Zerodha is India’s largest stock broker. The monitoring team at Zerodha had the following requirements:

  • Multiple K8s clusters to monitor
  • Consistent monitoring infra for each cluster across the fleet
  • The ability to handle billions of timeseries events at any point of time
  • Easy to operate and cost effective

Thanos, Cortex and VictoriaMetrics were evaluated as a long-term storage for Prometheus. VictoriaMetrics has been selected for the following reasons:

  • Blazingly fast benchmarks for a single node setup.
  • Single binary mode. Easy to scale vertically with far fewer operational headaches.
  • Considerable improvements on creating Histograms.
  • MetricsQL gives us the ability to extend PromQL with more aggregation operators.
  • The API is compatible with Prometheus and nearly all standard PromQL queries work well out of the box.
  • Handles storage well, with periodic compaction which makes it easy to take snapshots.

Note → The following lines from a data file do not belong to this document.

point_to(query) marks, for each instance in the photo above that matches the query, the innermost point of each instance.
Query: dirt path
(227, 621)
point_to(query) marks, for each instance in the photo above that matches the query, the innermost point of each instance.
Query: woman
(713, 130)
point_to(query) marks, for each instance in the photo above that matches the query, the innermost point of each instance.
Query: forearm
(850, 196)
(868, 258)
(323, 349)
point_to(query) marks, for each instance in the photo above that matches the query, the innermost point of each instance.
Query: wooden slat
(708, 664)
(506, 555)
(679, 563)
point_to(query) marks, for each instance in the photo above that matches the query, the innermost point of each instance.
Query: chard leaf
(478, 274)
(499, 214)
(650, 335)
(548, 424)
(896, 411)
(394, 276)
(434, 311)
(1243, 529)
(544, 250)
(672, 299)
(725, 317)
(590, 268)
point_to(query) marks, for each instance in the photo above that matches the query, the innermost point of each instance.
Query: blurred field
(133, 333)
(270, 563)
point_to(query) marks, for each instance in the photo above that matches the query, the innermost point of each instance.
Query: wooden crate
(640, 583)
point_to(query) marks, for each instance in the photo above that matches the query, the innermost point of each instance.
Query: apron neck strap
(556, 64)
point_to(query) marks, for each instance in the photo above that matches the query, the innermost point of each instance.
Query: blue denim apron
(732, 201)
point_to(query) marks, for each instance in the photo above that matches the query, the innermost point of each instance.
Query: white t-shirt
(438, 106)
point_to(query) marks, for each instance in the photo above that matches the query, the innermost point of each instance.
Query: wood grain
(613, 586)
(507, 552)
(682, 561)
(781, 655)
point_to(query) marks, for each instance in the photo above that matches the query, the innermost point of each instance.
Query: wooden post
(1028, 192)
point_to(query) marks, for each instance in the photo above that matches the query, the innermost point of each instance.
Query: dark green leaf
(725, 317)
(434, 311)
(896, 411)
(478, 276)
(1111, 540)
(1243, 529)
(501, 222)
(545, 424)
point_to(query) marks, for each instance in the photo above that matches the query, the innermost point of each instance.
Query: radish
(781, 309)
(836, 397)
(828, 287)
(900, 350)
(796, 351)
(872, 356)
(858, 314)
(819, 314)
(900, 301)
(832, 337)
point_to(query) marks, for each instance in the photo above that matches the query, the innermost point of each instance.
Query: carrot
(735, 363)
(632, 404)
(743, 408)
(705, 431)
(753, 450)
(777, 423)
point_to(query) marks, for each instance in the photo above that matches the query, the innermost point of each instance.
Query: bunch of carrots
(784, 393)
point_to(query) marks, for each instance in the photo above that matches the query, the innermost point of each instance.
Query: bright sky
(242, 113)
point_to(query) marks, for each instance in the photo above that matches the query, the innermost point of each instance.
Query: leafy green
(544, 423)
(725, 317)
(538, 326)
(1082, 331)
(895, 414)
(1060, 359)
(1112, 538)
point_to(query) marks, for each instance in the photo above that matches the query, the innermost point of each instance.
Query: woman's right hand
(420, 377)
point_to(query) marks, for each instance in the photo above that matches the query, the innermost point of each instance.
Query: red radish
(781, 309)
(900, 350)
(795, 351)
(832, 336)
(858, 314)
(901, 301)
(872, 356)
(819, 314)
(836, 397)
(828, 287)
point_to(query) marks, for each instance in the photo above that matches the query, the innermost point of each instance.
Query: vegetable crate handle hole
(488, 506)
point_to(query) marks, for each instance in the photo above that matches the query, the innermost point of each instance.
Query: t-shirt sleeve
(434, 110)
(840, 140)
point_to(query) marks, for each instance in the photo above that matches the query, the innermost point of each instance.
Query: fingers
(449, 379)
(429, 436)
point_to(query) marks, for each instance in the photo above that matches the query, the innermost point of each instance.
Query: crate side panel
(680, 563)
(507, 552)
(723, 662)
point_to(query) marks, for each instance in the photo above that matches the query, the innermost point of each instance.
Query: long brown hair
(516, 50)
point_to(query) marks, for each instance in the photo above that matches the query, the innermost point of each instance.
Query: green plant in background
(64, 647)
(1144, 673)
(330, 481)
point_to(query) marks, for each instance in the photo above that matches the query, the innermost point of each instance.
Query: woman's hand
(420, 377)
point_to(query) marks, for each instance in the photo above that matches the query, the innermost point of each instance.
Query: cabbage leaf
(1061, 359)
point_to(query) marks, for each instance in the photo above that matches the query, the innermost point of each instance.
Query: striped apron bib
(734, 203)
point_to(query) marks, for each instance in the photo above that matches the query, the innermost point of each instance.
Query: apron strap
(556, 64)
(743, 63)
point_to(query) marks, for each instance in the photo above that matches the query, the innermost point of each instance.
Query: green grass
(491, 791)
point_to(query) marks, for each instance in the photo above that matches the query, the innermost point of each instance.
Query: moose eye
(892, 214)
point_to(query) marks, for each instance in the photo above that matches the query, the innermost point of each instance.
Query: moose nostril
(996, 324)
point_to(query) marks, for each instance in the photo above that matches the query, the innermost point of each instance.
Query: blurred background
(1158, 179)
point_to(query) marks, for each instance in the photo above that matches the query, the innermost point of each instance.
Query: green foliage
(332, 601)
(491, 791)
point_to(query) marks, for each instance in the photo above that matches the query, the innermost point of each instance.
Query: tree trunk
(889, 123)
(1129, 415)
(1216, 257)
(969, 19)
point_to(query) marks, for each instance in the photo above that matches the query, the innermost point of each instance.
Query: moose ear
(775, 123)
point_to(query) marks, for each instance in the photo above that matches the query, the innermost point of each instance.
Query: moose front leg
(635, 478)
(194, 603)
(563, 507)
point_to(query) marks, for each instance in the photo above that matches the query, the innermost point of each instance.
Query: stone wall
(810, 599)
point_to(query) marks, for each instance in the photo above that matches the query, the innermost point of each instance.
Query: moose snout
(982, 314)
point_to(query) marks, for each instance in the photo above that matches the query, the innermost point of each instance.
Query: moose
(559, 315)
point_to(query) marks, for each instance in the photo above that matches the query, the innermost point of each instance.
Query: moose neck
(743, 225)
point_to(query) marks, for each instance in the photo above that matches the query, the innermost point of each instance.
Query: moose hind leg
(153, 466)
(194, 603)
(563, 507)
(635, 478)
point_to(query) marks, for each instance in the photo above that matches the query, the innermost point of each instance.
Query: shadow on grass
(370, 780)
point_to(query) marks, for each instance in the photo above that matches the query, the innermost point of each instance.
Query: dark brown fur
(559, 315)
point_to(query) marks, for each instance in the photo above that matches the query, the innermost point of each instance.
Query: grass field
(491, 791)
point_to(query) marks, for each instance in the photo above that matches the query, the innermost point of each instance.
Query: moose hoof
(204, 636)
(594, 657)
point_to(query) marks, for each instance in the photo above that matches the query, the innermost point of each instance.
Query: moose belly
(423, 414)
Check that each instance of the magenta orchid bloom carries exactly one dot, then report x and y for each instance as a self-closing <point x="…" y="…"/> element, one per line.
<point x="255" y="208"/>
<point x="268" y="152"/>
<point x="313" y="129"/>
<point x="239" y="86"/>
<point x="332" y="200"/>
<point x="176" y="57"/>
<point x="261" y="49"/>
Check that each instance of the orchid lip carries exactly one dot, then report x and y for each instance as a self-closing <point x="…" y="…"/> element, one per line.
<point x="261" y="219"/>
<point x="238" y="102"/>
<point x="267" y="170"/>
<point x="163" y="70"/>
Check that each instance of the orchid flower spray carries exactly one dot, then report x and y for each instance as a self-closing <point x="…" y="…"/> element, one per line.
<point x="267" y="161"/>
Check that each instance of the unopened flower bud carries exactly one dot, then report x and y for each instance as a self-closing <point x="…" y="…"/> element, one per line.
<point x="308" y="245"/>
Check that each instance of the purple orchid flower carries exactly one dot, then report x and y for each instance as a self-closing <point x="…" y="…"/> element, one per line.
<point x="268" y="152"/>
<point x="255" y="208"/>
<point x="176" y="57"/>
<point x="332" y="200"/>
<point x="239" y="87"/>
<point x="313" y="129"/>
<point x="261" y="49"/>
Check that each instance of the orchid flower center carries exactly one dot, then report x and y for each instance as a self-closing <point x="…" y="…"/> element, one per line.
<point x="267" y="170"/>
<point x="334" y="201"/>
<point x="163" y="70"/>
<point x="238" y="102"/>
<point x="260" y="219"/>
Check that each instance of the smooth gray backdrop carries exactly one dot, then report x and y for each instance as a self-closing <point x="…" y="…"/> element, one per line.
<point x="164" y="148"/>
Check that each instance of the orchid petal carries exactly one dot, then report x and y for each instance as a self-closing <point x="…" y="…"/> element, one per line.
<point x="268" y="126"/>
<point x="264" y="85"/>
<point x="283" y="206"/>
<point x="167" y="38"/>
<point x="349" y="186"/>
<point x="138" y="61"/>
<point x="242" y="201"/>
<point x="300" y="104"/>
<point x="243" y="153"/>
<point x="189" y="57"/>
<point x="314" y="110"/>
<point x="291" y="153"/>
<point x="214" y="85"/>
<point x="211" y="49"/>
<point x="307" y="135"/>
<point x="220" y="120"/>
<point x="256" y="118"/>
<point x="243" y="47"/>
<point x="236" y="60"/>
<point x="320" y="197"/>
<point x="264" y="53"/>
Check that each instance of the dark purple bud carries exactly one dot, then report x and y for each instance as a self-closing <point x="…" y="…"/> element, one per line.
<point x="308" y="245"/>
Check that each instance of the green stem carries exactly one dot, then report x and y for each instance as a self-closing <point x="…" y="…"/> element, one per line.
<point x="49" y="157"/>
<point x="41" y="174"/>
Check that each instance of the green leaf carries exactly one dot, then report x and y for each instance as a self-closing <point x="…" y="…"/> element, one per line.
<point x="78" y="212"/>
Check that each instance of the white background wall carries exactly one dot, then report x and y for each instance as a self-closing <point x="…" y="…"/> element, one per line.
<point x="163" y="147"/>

Please see Monitoring K8S with VictoriaMetrics slides, video and Infrastructure monitoring with Prometheus at Zerodha blog post for more details.

zhihu#

zhihu is the largest Chinese question-and-answer website. We use VictoriaMetrics to store and use Graphite metrics. We shared the promate solution in our 单机 20 亿指标,知乎 Graphite 极致优化!(slides) talk at QCon 2020.

Numbers:

  • Active time series: ~25 Million
  • Datapoints: ~20 Trillion
  • Ingestion rate: ~1800k/s
  • Disk usage: ~20 TB
  • Index size: ~600 GB
  • The average query rate is ~3k per second (mostly alert queries).
  • Query duration: median is ~40ms, 99th percentile is ~100ms.